According to a statement from the Swiss government, strengthening the armed forces has become necessary due to the worsening geopolitical situation.
Officials said the plan would require additional funding of around 31 billion Swiss francs (almost €34 billion).
The funds would be allocated both to the army and to civilian federal agencies responsible for national security.
To fund this project, Switzerland’s Federal Council is proposing a temporary, targeted increase in VAT of 0.8%, starting in 2028 and lasting for ten years.
“The additional revenue will be directed to a defense fund that carries debt obligations. Together with the tax relief package planned for 2027, this will form the basis for a balanced federal budget,” the government said.
On January 28, the Federal Council instructed the Department of Defence, Civil Protection and Sport to prepare a draft consultation paper on the issue by the end of March.

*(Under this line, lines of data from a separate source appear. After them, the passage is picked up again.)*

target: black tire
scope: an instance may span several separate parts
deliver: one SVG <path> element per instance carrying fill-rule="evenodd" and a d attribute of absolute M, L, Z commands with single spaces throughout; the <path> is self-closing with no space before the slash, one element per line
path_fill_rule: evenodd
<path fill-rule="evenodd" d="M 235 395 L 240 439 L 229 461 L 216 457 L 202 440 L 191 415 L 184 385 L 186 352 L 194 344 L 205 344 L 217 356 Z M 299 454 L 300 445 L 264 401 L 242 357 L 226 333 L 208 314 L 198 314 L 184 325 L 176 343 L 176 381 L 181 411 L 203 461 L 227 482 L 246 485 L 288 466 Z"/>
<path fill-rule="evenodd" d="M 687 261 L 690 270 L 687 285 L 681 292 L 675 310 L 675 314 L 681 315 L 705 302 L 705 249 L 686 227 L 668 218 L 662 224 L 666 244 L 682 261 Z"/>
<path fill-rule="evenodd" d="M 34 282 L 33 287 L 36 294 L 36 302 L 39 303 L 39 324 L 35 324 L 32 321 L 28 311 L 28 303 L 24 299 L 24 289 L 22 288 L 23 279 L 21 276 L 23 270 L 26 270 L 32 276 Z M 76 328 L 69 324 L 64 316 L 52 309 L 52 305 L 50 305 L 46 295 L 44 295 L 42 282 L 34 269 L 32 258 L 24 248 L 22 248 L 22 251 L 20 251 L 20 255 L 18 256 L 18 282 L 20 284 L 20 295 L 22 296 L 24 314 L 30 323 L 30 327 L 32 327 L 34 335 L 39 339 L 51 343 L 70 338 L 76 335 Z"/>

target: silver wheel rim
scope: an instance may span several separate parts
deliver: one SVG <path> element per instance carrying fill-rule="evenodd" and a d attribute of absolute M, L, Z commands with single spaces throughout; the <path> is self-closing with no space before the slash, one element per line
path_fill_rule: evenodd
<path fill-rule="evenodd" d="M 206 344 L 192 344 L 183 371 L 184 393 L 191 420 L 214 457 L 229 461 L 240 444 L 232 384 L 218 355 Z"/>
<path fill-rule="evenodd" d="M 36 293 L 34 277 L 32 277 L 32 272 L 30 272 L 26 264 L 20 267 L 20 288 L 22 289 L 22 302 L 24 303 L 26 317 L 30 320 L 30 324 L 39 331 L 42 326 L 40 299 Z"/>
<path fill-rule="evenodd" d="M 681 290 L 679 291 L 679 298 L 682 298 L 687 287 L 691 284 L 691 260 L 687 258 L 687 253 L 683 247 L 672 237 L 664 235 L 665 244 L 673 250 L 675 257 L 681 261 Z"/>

Currently, Switzerland spends only 0.7% of its GDP on defense, one of the lowest levels in Europe.
The government acknowledged that its previous plans for a gradual budget increase were insufficient. Years of cost-cutting have left the Swiss armed forces unprepared to effectively counter modern threats.
Priority areas for modernization include short- and medium-range air defense systems, cybersecurity, and the development of modern military technologies. For more on Switzerland’s defense industry, see the article: “Switzerland: A Big Defense Industry in a Small Country.”
Militarnyi previously reported that Switzerland plans to spend around €350 million to purchase various drone models. The Swiss Army will also acquire additional counter-drone systems.